THE Central Queensland region has rallied behind its drought-stricken regions, but we might just be killing them with kindness.
David Phelps, chair of the Western Queensland Drought Committee, said while the Longreach area was genuinely touched by the efforts of strangers to improve their lives, the retail sector was suffering as a result of the free goods and services.
"The businesses are doing it really tough here as well," he said.
"The survey we did of town businesses in July showed that our town business turnover is down by 60% compared with last year, and they have had to lay off around 30% to 40% of staff.
"Unfortunately most people don't realise that, and that is why we gratefully accept the help, and the goods and the services that people are offering us; but we just really want to highlight that businesses are doing it tough, as are the farmers."

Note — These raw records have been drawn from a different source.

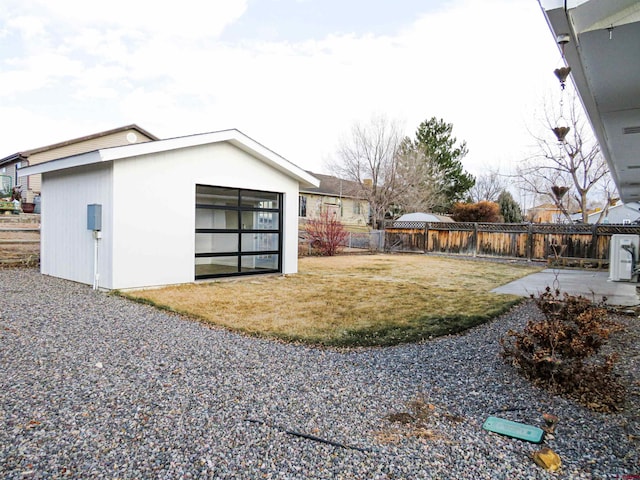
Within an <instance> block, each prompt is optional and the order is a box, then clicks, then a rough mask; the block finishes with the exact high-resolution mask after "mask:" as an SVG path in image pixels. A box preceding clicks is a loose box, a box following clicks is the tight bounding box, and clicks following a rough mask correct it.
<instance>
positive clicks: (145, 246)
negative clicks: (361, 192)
mask: <svg viewBox="0 0 640 480" xmlns="http://www.w3.org/2000/svg"><path fill="white" fill-rule="evenodd" d="M33 174H42V192H41V194H42V217H41V260H40V265H41V267H40V268H41V272H42V273H43V274H45V275H51V276H55V277H60V278H65V279H68V280H73V281H77V282H80V283H86V284H89V285H93V286H94V288H102V289H129V288H144V287H151V286H158V285H169V284H179V283H188V282H193V281H194V280H198V279H205V278H216V277H223V276H235V275H250V274H259V273H283V274H289V273H295V272H297V269H298V192H299V189H300V187H301V186H302V187H305V188H307V187H317V186H318V184H319V182H318V180H317V179H316V178H314V177H313V176H312V175H310V174H309V173H307V172H306V171H304V170H303V169H301V168H299V167H297V166H295V165H294V164H292V163H290V162H289V161H287V160H285V159H284V158H282V157H281V156H279V155H278V154H276V153H274V152H273V151H271V150H269V149H268V148H266V147H264V146H263V145H261V144H259V143H258V142H256V141H254V140H252V139H251V138H249V137H247V136H246V135H244V134H243V133H241V132H239V131H238V130H224V131H219V132H212V133H205V134H199V135H191V136H186V137H179V138H171V139H167V140H156V141H152V142H147V143H141V144H132V145H125V146H121V147H112V148H104V149H100V150H96V151H92V152H88V153H84V154H79V155H74V156H71V157H65V158H60V159H56V160H52V161H49V162H46V163H42V164H38V165H34V166H30V167H27V168H24V169H23V170H22V171H21V175H33Z"/></svg>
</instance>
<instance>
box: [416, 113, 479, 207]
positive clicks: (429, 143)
mask: <svg viewBox="0 0 640 480" xmlns="http://www.w3.org/2000/svg"><path fill="white" fill-rule="evenodd" d="M452 131H453V125H452V124H451V123H446V122H445V121H444V120H442V119H437V118H435V117H432V118H431V119H429V120H425V121H424V122H422V123H421V124H420V126H419V127H418V130H417V131H416V138H415V140H414V141H413V142H412V143H413V148H415V149H416V150H419V151H421V152H422V153H423V154H424V155H425V157H427V158H429V159H430V160H431V161H432V162H433V164H434V165H435V166H437V168H438V171H439V172H441V180H440V182H441V185H439V187H440V188H438V190H439V191H441V192H442V193H443V197H444V200H443V202H442V204H441V205H438V206H436V207H434V211H437V212H448V211H450V210H451V208H452V207H453V204H454V203H456V202H459V201H461V200H463V199H464V198H465V197H466V195H467V192H469V190H470V189H471V188H472V187H473V186H474V184H475V178H474V177H473V175H471V174H469V173H467V172H465V171H464V169H463V166H462V162H461V160H462V159H463V158H464V156H465V155H466V154H467V152H468V150H467V143H466V142H461V143H460V144H457V141H458V140H457V139H456V138H455V137H453V136H452Z"/></svg>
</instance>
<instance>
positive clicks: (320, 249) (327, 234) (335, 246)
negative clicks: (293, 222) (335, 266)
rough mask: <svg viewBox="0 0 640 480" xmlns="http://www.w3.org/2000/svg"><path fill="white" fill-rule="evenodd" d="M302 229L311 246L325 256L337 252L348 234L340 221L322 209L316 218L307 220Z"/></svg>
mask: <svg viewBox="0 0 640 480" xmlns="http://www.w3.org/2000/svg"><path fill="white" fill-rule="evenodd" d="M304 229H305V234H306V237H307V240H308V241H309V243H310V244H311V247H312V248H313V249H314V250H315V251H317V252H318V253H319V254H320V255H326V256H333V255H335V254H336V253H338V252H339V251H340V249H342V247H343V245H344V243H345V240H346V239H347V236H348V232H347V231H346V230H345V228H344V225H343V224H342V222H341V221H340V220H338V218H337V216H336V215H335V213H333V212H329V211H328V210H323V211H322V213H321V214H320V216H319V217H318V218H312V219H310V220H308V221H307V223H306V224H305V226H304Z"/></svg>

Longreach has long been in the grips of drought, with Mr Phelps commenting that there were now "more flies than livestock" in the region.
He said the town, which is home to about 3500 people and over 200 family farms, was made of resilient folk.
"It's hot, dry and dusty here," he said.
"Things are certainly tough but our farmers and our community in general are pretty resilient too. They are hanging in but conditions are hard."
With Christmas approaching, and more people wanting to be charitable as the merry season approaches, Mr Phelps said there was a better way to give to the people of Longreach.
"There are lots of things that keep morale up, and (donating) is fantastic, but if you bring money in to buy those goods in town it's even better because then you are giving twice," he said.